Lamanok Revisited
On the way to Anda, stops were made at the churches of Baclayon, Valencia, and Duero. Each stop was an immersion into Boholano heritage. Midmorning, we finally arrived in Anda, at a purok house nestling at a cliff’s edge just off the highway.
It has only been a year and a half since my first visit, when the Bohol Alliance of Non-government Organizations (BANGON) and the Bohol Local Development Foundation invited LB over to feature their eco-cultural tourism project for the community of Badiang, Anda.
Coming again to the island, I found that some things were as we left them in our first visit. I also found some things changed.
With sure steps, we made our way down rough-hewn flights of stairs as we held onto bamboo railings. This was certainly less slippery a passage than when we first came. The boat ride in the midst of the mangrove forest is now replaced with a walk, sometimes in the shade and sometimes in the sun, of a few hundred meters on a bamboo walkway at the end of which fishermen in their bancas (outrigger boats) await to ferry guests to Lamanok.
Disembarking from the bancas, we gathered in a clearing where our lunch was being prepared but of which we were to partake much later. The first order of business was to explore the island and for this the group was split in two. The first group, composed of the newbies to Lamanok, was to visit the rock shelter where the hematite paintings were found. The second group was to be taken to another rock shelter that had previously been accessible only by rigorous rock climbing and to which the community had made makeshift ladders and placed weather-beaten beams. There were more skeletal remains there than I had seen before and these did not look like they came from just one person. But it also seemed impossible to complete one skeleton from what bones there were. Not far from the pile were two halves of a boat coffin that time and decay had eaten into. As with my first visit, we bewail the displacement and loss of the bulk of the archaeological finds in Lamanok.

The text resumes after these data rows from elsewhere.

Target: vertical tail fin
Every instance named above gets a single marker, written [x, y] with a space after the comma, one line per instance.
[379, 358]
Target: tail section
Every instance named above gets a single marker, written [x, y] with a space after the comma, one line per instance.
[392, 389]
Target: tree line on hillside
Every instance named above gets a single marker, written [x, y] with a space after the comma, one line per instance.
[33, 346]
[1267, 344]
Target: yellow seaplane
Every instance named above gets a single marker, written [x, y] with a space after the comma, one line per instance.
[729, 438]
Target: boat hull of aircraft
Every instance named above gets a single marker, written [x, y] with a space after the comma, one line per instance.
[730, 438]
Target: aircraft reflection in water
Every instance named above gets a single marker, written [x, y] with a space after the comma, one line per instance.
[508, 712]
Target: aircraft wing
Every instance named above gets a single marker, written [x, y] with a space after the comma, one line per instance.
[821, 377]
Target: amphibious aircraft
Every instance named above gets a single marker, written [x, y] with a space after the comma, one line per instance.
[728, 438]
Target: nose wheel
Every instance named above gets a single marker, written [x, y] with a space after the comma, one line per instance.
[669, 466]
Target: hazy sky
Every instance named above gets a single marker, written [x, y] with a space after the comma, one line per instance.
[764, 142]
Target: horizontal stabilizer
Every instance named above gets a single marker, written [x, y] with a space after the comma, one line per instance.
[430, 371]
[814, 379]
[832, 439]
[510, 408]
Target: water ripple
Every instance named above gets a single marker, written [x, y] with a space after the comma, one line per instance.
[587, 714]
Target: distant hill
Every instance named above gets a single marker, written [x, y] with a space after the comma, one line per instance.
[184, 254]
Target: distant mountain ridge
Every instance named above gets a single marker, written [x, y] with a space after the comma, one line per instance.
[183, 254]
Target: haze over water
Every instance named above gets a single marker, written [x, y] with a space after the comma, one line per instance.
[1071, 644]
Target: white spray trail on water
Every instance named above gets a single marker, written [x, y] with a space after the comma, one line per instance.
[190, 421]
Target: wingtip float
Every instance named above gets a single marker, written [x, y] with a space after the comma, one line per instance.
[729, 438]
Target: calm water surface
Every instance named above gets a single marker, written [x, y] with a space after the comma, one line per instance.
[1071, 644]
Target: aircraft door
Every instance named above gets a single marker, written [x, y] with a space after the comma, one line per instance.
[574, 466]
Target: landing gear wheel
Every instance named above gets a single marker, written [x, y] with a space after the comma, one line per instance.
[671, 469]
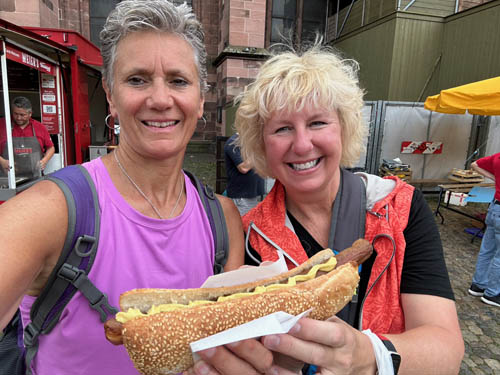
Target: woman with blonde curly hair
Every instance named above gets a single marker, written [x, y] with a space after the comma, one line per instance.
[301, 123]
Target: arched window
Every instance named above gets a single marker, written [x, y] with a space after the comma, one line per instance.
[295, 20]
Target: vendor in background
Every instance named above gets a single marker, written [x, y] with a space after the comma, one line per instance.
[244, 186]
[31, 141]
[486, 280]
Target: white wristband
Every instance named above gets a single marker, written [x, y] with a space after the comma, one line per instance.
[382, 355]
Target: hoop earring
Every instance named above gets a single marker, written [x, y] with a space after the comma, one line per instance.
[115, 127]
[106, 122]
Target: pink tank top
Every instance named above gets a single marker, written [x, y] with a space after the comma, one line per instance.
[135, 251]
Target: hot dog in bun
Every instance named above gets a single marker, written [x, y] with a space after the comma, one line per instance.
[157, 325]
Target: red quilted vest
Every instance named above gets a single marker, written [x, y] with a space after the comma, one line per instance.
[382, 311]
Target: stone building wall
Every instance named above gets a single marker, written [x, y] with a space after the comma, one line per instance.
[75, 16]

We are told that there are other places in the island where they made their dwellings but these are far more difficult to access. At this, we could only imagine how grueling it must have been for those first Boholanos to simply be alive and survive every day.
My second visit to the hematite rock shelter found less of the paintings than there were before, or maybe it was just imagination and imperfect recollection. But we noted the distress that marked the guide’s face. Some pig-headed visitors never seem to get it into their heads not to touch the paintings, letting curiosity loose and permanently defacing our heritage.

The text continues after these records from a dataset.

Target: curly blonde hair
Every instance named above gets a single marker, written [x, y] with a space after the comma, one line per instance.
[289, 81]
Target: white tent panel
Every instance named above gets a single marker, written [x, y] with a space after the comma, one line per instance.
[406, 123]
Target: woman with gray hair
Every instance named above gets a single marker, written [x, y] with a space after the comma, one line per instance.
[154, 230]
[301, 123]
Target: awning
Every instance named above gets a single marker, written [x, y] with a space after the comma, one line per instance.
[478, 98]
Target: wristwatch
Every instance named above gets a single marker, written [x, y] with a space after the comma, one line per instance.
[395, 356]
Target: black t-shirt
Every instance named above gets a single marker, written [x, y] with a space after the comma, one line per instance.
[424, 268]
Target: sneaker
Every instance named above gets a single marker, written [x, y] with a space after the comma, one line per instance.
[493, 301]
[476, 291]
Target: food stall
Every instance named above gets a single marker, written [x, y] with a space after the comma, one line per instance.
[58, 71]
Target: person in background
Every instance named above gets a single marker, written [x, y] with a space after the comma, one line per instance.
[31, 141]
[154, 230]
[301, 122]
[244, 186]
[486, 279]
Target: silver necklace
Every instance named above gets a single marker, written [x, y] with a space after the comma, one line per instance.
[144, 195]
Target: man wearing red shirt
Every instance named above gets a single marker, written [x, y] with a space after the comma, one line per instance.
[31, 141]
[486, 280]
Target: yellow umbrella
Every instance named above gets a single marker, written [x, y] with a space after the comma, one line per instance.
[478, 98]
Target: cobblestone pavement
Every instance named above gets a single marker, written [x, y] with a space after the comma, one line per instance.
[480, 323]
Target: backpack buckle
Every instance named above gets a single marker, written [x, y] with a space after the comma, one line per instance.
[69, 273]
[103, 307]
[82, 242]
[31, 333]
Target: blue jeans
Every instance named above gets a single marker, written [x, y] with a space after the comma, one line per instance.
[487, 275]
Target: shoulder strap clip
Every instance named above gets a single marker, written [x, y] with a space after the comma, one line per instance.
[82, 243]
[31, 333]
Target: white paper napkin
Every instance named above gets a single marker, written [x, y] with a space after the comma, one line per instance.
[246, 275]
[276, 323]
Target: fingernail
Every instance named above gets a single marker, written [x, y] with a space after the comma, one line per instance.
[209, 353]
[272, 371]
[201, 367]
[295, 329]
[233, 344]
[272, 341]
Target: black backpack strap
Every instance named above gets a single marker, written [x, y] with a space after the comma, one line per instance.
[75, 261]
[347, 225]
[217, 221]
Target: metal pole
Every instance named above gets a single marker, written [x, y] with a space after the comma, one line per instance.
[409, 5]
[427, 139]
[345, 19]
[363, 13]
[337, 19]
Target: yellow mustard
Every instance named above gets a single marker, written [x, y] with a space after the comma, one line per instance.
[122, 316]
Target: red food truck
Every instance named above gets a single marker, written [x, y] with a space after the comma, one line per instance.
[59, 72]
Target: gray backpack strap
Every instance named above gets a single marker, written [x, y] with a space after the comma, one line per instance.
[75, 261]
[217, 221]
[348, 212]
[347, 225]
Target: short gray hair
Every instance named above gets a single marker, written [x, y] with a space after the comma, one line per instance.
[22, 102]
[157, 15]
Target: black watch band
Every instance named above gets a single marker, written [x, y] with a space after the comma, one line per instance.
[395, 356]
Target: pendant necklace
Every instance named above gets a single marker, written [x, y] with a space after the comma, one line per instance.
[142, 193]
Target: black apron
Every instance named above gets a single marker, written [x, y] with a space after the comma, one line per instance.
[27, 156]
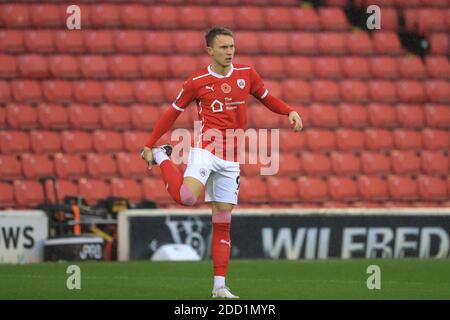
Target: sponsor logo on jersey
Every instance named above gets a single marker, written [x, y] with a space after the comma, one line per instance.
[226, 88]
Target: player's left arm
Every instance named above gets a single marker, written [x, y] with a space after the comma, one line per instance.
[273, 103]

Every which way you go on this island, from the rock shelters to the Shaman’s Trail, from the cave that is called Ka Iska to the cave that gives the island its name, you have to watch your step, not only because the trail is difficult but also because you may not be the only one abroad on this island. If you lose your way, you’ll likely end up in what local folklore says is the biggest cacao plantation of the “dili ingon nato” (the people who are not like us).
Here in Lamanok, “Tabi, Apo.” is not uttered out of habit, but out of respect. That there is a presence in the island is acknowledged. Many visitors to Lamanok, even on their first time, have sensed it. No wonder that it has been a place of ritual since before the coming of any occidental to our archipelago, from a time when our religion was characterized by what we would say today is pagan superstition, animist beliefs, and ancestor worship. But we need to understand that at the root of this our ancestors felt man’s connection to something infinitely greater than himself. Perhaps they could conceive of nothing greater than the world that was around them and the elements, but they did sense the immortal, and we can see, through their hematite paintings, how they strove to be remembered for more than just a generation, to be a part of the immortality that they could feel was around them.
Today, we remember those who came before us.